Beranda Olahraga 872 Simpatisan THS-THM di Belu Ikut Ret-Ret

872 Simpatisan THS-THM di Belu Ikut Ret-Ret

1892
0

Belu, Flobamora-news.com – Sebanyak 872 Calon Anggota THS-THM di Wilayah Dekenat Belu Utara, Distrik Keuskupan Atambua ikut mengikuti ret-ret di Paroki Weluli, Kecamatan Lamaknen, Kabupaten Belu. Kegiatan yang dilaksanakan dari tanggal 21-23 Februari 2020 itu bertujuan untuk membentuk mental, iman, dan fisik para simpatisan THS-THM yang ada di Kabupaten Belu.

Ret-ret yang bertemakan “Aku ini, Jangan Takut (Yoh 6.20)” itu dihadiri oleh Dewan Penasehat THS -THM Distrik Keuskupan Atambua Januario P. V. Moreira dan Kornelis Makus, Wakil Koodinator Distrik Drs. Stanis Bria Seran, Para Koordinator Ranting Se-Belu Utara, para Senior Tua THS -THM dan Senior Pendamping yang berjumlah 478 orang.

Elias Martins Dias selaku Koordinator Wilayah Belu Utara menuturkan bahwa pada kegiatan Ret-ret ini, para simpatisan akan dikenalkan secara mendalam tentang Tuhan Yesus dan Bunda Maria.
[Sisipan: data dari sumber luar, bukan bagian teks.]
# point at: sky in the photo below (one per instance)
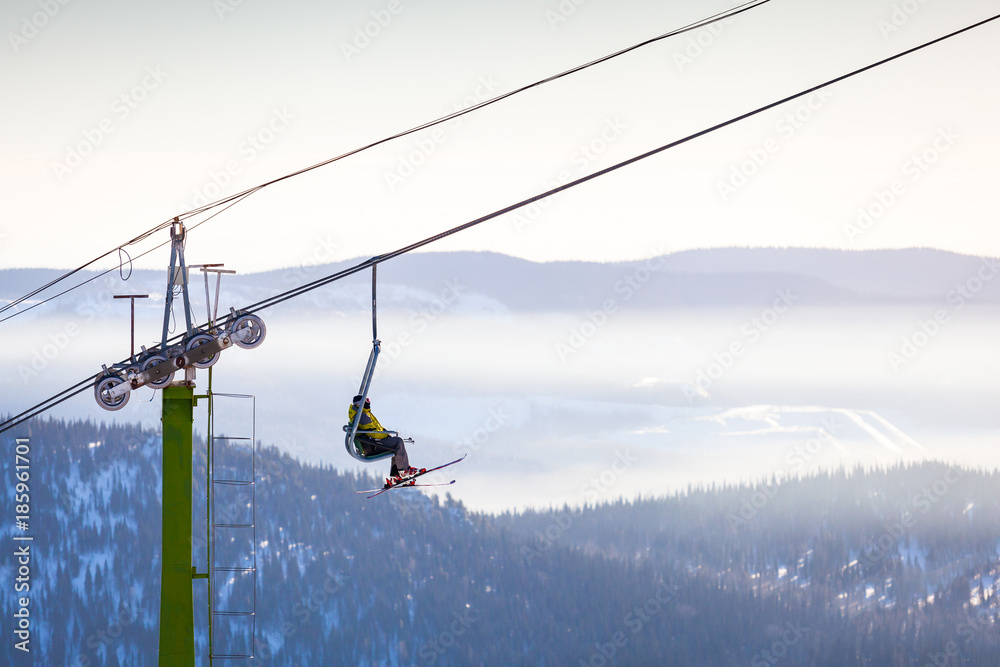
(120, 115)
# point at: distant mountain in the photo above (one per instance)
(890, 567)
(696, 278)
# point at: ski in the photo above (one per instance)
(409, 481)
(375, 492)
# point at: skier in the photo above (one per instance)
(378, 440)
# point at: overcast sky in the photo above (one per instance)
(119, 115)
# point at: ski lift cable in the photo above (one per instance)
(290, 294)
(231, 199)
(274, 300)
(96, 276)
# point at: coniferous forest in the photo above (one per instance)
(895, 566)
“Sebelum seorang diterima sebagai anggota THS-THM, kita harus memperkenalkan Tuhan Yesus dan Bunda Maria terlebih dahulu,” ujar Anggota Buser Polres Belu itu. “Setelah melewati tahapan ini, barulah seseorang dapat mengikuti kegiatan Pendadaran untuk menjadi seorang anggota THS-THM,” lanjutnya.

Koordinator THS-THM Wilayah Belu Utara sedang memantau persiapan upacara penutupan Ret-ret di lapangan Weluli pada Minggu (23/2/2020)

Lebih dari pada itu, latihan THS-THM bukan sebuah ajang untuk adu kekuatan, tapi sebagai sebuah latihan untuk belajar rendah hati.

“Sebagai sebuah oraganisasi pencak silat, tentulah kami memiliki latihan fisik. Namun, yang paling penting adalah bagaimana kami melatih dan membimbing para anggota untuk menjadi orang yang rendah hati karena kekuatan utama seorang anggota THS-THM adalah kerendahan hati seperti yang diajarkan tuhan Yesus dan Bunda Maria,” tuturnya.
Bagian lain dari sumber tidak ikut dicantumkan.